By Bo Yang, Vice President and Head of Energy Solutions Lab, Hitachi America R&D
After attending DISTRIBUTECH International earlier this year, one theme stood out: artificial intelligence (AI) is now central to the conversation about the future of the electric grid.
Across the conference, vendors demonstrated AI-enabled digital twins, operator assistants, predictive analytics platforms, and planning tools designed to help utilities manage growing system complexity. The progress is real. But an important distinction is emerging.
Most AI today supports grid operations. Far less participates directly in them. Understanding that difference is critical for the future of reliable power systems.
Many current applications improve how utilities interact with information. They help engineers analyze documentation, assist operators in navigating system data, and summarize operational reports. These capabilities increase efficiency and reduce friction, but they do not influence the decisions that determine how the grid actually runs.
The bar rises significantly when AI begins to shape transmission planning, asset risk, system stability, and reliability outcomes. These are safety- and reliability-critical domains, where accuracy, accountability, and engineering rigor are non-negotiable.

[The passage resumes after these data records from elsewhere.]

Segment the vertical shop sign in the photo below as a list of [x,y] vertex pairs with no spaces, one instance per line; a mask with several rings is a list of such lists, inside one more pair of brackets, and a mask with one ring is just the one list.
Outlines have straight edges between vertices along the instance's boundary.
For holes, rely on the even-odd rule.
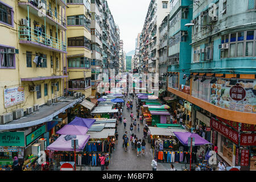
[[223,135],[233,141],[236,144],[238,144],[238,133],[232,129],[222,125],[220,122],[217,121],[213,117],[211,118],[211,126],[215,130],[221,133]]
[[241,151],[241,166],[248,166],[249,160],[249,150],[242,150]]
[[256,146],[256,134],[241,134],[240,138],[241,146]]

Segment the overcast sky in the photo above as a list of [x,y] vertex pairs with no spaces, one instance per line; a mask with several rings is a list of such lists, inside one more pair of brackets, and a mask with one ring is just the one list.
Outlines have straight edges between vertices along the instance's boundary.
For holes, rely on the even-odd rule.
[[127,53],[135,48],[135,39],[141,32],[150,0],[107,0],[115,24],[120,29],[120,39]]

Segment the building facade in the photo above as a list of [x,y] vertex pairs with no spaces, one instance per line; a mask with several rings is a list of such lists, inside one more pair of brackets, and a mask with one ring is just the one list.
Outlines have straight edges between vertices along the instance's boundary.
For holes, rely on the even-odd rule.
[[[173,2],[177,7],[184,2]],[[255,5],[236,0],[194,3],[191,21],[180,28],[189,28],[191,55],[180,51],[179,57],[169,59],[168,90],[179,107],[191,110],[188,129],[205,126],[205,138],[218,147],[218,156],[242,170],[255,169]],[[169,56],[176,53],[172,49]],[[172,64],[177,63],[178,68]]]

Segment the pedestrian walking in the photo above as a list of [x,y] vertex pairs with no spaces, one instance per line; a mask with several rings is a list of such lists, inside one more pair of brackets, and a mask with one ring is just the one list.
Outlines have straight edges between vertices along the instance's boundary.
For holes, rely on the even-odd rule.
[[131,132],[131,135],[133,134],[133,124],[131,123],[131,125],[130,126],[130,131]]
[[103,154],[102,156],[101,156],[99,159],[101,163],[101,171],[103,171],[104,170],[105,160],[106,159],[106,158],[105,158],[105,154]]
[[125,126],[125,129],[126,127],[126,119],[125,118],[123,118],[123,126]]
[[141,139],[137,142],[137,157],[141,154]]
[[134,126],[134,130],[136,130],[137,129],[136,126],[137,126],[137,122],[136,121],[136,119],[135,119],[133,122],[133,125]]
[[117,146],[118,143],[118,134],[117,133],[117,131],[115,132],[115,144]]
[[151,167],[152,171],[156,171],[156,167],[158,166],[158,163],[156,162],[156,158],[152,160]]
[[142,155],[145,154],[145,149],[146,149],[146,142],[145,140],[143,139],[142,142],[141,142],[141,150],[142,151]]
[[127,151],[127,146],[128,145],[129,142],[129,138],[127,137],[127,135],[126,135],[125,136],[125,138],[123,138],[123,143],[125,144],[125,151]]

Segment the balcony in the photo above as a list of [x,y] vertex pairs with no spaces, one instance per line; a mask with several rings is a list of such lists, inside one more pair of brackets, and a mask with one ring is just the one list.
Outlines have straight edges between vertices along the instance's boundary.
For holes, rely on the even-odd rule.
[[[34,1],[28,1],[30,2],[19,2],[19,6],[28,11],[28,14],[30,13],[32,14],[43,21],[44,21],[44,18],[46,18],[46,23],[48,23],[54,26],[56,26],[56,24],[57,24],[58,28],[60,30],[67,30],[67,19],[64,15],[59,14],[57,11],[51,8],[48,4],[44,3],[43,1],[40,5],[33,3]],[[61,0],[59,0],[58,1],[60,2],[62,2]]]
[[67,53],[67,42],[29,27],[19,27],[19,43],[52,51]]

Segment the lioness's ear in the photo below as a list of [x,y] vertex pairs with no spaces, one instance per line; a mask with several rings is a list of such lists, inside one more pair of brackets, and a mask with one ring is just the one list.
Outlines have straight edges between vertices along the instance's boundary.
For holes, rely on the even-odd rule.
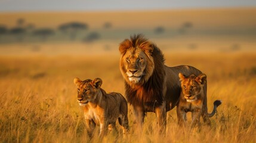
[[100,89],[102,85],[102,80],[100,78],[96,78],[92,81],[93,85],[97,89]]
[[206,74],[204,73],[200,74],[196,77],[196,80],[201,85],[205,84],[206,82]]
[[178,77],[180,77],[180,81],[182,81],[186,79],[185,76],[181,73],[178,73]]
[[79,79],[78,77],[76,77],[74,79],[74,83],[77,86],[79,86],[81,84],[82,80]]

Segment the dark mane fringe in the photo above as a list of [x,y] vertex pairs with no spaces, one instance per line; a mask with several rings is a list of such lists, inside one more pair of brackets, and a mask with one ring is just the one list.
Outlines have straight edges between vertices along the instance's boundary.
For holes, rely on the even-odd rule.
[[[132,42],[133,47],[136,47],[141,42],[149,42],[147,39],[141,38],[140,35],[131,36],[131,41]],[[131,87],[125,81],[126,98],[128,102],[134,106],[158,106],[161,105],[164,100],[162,91],[165,75],[165,59],[162,51],[155,44],[150,43],[150,46],[153,47],[151,56],[155,63],[155,70],[152,76],[147,82],[135,88]]]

This raises a fundamental question: what, in practice, distinguishes AI that supports the grid from AI that operates within it?

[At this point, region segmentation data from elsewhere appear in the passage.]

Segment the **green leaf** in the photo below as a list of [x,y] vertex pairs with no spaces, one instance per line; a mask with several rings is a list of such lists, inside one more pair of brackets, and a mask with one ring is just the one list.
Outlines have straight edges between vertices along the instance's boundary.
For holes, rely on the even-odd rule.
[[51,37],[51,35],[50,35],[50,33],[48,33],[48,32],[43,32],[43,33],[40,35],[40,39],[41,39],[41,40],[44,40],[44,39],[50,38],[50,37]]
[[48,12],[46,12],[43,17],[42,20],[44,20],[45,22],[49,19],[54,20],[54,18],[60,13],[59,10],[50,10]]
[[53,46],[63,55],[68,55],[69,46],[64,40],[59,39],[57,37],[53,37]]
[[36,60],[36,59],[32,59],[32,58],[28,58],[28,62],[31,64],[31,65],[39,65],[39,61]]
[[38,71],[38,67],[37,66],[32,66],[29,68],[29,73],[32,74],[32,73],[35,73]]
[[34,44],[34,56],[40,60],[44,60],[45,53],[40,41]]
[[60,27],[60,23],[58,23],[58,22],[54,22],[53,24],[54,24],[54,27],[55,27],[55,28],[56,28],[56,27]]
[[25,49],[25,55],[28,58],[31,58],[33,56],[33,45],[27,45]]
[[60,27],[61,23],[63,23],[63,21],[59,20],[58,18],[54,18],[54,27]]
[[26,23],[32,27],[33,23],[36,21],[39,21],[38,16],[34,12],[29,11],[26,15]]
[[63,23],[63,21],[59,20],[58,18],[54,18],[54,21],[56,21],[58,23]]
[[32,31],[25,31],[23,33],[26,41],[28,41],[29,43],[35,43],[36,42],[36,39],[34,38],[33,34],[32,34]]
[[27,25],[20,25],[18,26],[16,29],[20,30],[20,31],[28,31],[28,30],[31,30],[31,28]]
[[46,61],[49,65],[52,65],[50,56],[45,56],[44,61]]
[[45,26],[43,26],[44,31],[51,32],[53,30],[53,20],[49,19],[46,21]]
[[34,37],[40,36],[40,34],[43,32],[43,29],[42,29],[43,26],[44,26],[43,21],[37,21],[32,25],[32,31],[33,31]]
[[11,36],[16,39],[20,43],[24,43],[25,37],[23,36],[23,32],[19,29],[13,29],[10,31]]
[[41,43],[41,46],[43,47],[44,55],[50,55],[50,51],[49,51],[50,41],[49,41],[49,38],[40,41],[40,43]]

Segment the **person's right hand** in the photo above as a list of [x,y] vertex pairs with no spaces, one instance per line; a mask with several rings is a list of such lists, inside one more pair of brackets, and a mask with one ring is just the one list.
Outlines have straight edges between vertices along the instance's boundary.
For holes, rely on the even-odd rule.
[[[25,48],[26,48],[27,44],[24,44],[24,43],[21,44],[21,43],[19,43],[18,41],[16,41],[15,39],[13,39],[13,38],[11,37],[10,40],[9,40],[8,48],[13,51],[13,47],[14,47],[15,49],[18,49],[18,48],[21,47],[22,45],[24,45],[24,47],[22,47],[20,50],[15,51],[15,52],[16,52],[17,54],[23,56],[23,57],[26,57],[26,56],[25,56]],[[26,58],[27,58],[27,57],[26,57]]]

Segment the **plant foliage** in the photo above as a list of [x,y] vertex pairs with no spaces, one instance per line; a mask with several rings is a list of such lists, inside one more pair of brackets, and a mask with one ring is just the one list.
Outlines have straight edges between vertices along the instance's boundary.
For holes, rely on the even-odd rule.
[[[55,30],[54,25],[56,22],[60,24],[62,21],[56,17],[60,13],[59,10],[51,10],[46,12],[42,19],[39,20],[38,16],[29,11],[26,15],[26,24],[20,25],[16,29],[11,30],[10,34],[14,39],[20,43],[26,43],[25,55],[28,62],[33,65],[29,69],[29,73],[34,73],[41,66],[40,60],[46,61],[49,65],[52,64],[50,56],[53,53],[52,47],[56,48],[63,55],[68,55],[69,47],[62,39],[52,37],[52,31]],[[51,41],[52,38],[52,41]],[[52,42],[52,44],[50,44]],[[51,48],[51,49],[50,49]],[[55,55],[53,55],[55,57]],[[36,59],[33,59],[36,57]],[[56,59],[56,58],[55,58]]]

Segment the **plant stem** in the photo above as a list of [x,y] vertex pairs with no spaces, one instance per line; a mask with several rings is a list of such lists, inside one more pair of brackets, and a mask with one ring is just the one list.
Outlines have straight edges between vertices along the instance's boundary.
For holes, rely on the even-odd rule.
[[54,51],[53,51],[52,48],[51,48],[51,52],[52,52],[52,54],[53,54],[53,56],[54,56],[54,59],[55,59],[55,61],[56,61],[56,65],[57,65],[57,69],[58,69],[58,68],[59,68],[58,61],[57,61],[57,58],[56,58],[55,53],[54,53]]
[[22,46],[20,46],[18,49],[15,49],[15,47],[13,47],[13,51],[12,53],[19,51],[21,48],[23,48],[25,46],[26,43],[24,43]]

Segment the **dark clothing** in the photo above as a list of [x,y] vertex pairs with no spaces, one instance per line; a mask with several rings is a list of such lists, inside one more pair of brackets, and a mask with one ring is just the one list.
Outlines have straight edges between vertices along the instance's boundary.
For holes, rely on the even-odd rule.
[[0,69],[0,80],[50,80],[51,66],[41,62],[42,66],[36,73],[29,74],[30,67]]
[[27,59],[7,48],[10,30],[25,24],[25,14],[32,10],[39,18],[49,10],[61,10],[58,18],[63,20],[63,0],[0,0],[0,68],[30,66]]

The difference lies in consequence. AI around the grid improves workflows; AI inside the grid influences decisions that directly affect reliability and system stability.

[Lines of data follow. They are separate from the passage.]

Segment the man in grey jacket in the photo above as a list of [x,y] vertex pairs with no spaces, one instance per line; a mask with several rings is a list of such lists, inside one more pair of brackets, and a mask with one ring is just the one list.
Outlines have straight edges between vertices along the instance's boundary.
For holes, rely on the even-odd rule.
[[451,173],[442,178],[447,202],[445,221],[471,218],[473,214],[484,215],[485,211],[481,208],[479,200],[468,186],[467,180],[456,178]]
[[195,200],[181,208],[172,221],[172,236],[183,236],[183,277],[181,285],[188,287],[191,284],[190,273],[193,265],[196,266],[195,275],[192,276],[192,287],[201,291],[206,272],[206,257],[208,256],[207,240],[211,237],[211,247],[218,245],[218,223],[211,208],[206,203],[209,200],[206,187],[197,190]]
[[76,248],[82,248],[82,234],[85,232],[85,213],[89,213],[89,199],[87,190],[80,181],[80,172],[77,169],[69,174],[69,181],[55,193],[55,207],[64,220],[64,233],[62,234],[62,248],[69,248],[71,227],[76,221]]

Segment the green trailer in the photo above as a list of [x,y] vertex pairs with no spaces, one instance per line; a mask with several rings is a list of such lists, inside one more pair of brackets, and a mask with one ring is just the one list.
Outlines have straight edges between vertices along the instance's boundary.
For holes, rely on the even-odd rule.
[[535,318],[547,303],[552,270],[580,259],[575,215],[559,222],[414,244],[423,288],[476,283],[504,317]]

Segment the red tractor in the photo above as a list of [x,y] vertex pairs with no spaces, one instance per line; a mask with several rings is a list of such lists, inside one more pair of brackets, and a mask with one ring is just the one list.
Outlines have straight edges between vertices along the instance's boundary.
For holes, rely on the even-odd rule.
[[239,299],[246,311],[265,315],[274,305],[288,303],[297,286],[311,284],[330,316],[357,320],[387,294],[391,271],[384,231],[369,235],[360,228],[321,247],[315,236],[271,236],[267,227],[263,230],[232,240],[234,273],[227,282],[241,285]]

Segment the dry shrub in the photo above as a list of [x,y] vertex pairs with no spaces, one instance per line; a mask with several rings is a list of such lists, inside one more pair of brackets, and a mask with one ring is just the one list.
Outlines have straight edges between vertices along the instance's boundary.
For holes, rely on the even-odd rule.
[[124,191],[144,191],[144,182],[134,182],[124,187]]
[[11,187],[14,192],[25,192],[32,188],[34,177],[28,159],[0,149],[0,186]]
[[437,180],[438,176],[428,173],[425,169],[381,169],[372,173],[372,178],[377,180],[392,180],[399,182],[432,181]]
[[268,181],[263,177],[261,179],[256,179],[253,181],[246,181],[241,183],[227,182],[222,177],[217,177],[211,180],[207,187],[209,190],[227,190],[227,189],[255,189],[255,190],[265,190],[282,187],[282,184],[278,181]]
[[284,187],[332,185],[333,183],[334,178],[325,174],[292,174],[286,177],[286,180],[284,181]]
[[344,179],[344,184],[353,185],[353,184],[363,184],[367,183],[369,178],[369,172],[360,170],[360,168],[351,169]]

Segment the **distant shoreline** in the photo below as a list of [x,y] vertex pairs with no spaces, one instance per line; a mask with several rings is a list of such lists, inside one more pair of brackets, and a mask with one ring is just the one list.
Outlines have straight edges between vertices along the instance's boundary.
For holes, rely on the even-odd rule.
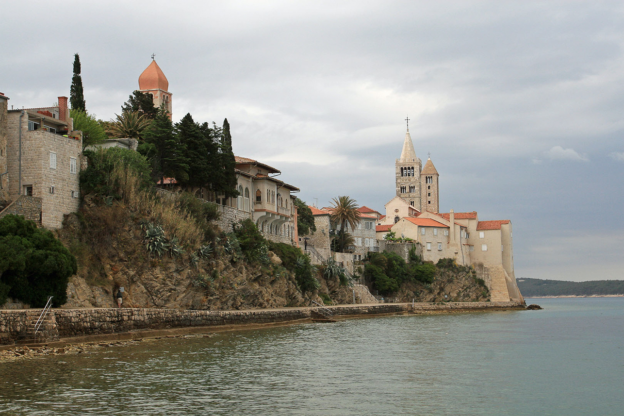
[[556,296],[527,296],[527,299],[555,299],[558,297],[624,297],[622,295],[557,295]]

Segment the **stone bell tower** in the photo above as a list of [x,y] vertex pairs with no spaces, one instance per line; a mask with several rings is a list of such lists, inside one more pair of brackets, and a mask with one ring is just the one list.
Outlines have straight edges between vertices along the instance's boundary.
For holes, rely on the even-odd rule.
[[160,108],[160,104],[165,104],[165,109],[171,119],[171,92],[169,81],[152,56],[152,63],[148,66],[139,77],[139,91],[144,94],[150,94],[154,99],[154,107]]
[[[409,122],[409,119],[406,121]],[[409,135],[409,124],[405,133],[405,140],[403,142],[403,149],[401,152],[401,157],[394,162],[395,177],[396,179],[396,196],[407,201],[416,208],[421,209],[421,170],[422,162],[416,157],[414,150],[414,144]]]

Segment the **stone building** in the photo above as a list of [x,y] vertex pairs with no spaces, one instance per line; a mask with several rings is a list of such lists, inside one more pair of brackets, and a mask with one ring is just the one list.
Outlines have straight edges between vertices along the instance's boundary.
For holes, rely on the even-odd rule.
[[80,201],[82,133],[73,131],[67,97],[58,100],[51,107],[6,110],[2,116],[9,198],[41,199],[41,224],[50,229],[60,228],[63,215],[77,210]]
[[139,77],[139,91],[152,96],[154,107],[159,108],[163,104],[170,119],[172,94],[168,89],[169,81],[152,57],[152,62]]

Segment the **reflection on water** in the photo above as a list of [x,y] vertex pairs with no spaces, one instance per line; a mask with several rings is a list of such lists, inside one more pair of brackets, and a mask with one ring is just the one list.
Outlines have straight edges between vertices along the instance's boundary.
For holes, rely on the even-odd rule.
[[0,364],[0,414],[620,414],[624,299],[538,303]]

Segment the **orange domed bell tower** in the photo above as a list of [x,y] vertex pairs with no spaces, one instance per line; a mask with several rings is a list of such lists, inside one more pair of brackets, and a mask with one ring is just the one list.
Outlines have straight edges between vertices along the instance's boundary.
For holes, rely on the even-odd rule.
[[167,91],[169,89],[169,81],[167,80],[167,77],[154,57],[152,55],[152,63],[139,77],[139,91],[152,94],[154,107],[160,108],[160,105],[164,103],[167,114],[170,119],[171,92]]

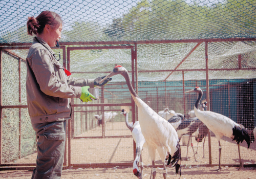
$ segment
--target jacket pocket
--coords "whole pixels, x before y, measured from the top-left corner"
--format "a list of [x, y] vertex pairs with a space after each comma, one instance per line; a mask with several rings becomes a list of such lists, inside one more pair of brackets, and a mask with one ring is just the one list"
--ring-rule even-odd
[[53, 62], [55, 75], [58, 81], [65, 82], [67, 81], [64, 68], [57, 61]]
[[66, 121], [47, 123], [44, 129], [44, 151], [46, 156], [61, 156], [64, 152]]

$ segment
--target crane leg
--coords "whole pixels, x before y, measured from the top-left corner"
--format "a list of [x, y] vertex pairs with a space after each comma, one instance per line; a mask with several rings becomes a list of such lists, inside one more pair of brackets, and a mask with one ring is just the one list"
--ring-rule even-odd
[[156, 170], [156, 168], [155, 168], [155, 161], [152, 161], [152, 169], [151, 170], [150, 179], [151, 179], [151, 176], [152, 176], [152, 179], [155, 179], [156, 174], [157, 171]]
[[217, 170], [211, 170], [214, 171], [221, 171], [221, 142], [219, 141], [219, 168]]
[[187, 155], [186, 155], [186, 158], [185, 159], [185, 161], [187, 161], [187, 153], [188, 152], [188, 145], [189, 145], [189, 141], [190, 140], [190, 136], [189, 136], [189, 137], [188, 138], [188, 142], [187, 142]]
[[143, 163], [142, 162], [142, 157], [141, 156], [141, 154], [140, 154], [140, 169], [141, 170], [141, 179], [143, 177], [143, 170], [144, 168]]
[[242, 162], [241, 160], [241, 155], [240, 155], [240, 145], [238, 144], [238, 153], [239, 153], [239, 163], [240, 163], [239, 165], [239, 168], [238, 170], [241, 169], [241, 167], [244, 168], [244, 165], [243, 164], [243, 162]]
[[167, 169], [165, 167], [165, 163], [164, 162], [163, 162], [163, 176], [164, 179], [166, 179], [167, 177]]
[[206, 136], [205, 136], [205, 137], [204, 138], [204, 143], [203, 143], [203, 151], [204, 152], [204, 155], [203, 155], [202, 159], [205, 158], [205, 157], [204, 157], [204, 142], [205, 142], [205, 139], [206, 139]]

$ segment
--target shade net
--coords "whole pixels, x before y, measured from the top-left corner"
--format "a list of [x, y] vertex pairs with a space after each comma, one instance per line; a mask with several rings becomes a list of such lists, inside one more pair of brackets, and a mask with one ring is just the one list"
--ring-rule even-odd
[[255, 4], [239, 1], [1, 1], [0, 42], [31, 42], [29, 16], [62, 18], [62, 42], [255, 37]]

This distinction is why deploying AI in power systems is fundamentally more complex than in digital environments. Power systems operate under strict engineering and regulatory constraints, where errors carry real-world consequences.
At Hitachi America Research & Development, our research focuses on Physical AI systems and solutions designed for use in mission-critical settings across industries—integrating machine learning with physics-based grid models, simulations, and the engineering constraints utilities already rely on.
What does this approach enable in practice?
It allows AI to operate within the same analytical frameworks utilities use to plan and run power systems—strengthening decision-making rather than replacing it.
One example is our work in transmission planning. As electrification expands demand, renewable energy introduces variability, and data centers reshape load profiles, utilities must evaluate an increasing number of scenarios to maintain reliability.
We have been collaborating with Southwest Power Pool (SPP) to apply AI-based analytics that help planners explore these scenarios more efficiently while maintaining the integrity of physics-based models. Initial efforts aim to significantly reduce interconnection study timelines.
In this context, AI does not sit above the grid. It operates within the systems utilities already trust.
That leads to a more important question: why does trust rise to the level of an engineering requirement?
In power systems, deploying AI is not only about performance. Utilities must understand how models generate recommendations, how those outputs interact with operational systems, and where limitations exist.
Engineers remain accountable for system stability. That is why many early applications of AI function as decision-support tools—augmenting human expertise rather than replacing it.
This is not a limitation of AI. It reflects the seriousness of the environment in which it operates.
As the grid becomes more complex, the implications of these questions become more immediate.
Electrification is increasing demand. Renewable generation introduces variability. Climate-driven weather volatility adds new operational risks. At the same time, the rapid growth of AI infrastructure—particularly data centers—is creating new and concentrated loads on the grid.
AI will be essential in helping utilities manage this complexity. But how will it shape the future of the grid?
AI will play a critical role—but its impact will depend not only on technological capability, but on how responsibly it is deployed within operational environments.
Across the industry, a consistent set of questions is emerging—not as theory, but as practical criteria for deployment.
Why is AI deployment more difficult in power systems? Because these systems are governed by strict constraints, where errors have real-world consequences.
How should AI be applied within operational environments? By integrating with existing models, processes, and engineering frameworks rather than operating independently.
What ultimately determines success? Accountability—ensuring AI can be trusted where it matters most.
Taken together, these questions point to a broader shift underway. The industry is moving from capability to responsibility.
The key question is no longer simply: who is using AI?
The question is now: who is prepared to deploy it where it matters most—inside the infrastructure systems that society depends on every day.
That is the standard that will define the next phase of AI in energy—and I am confident Hitachi will lead the way.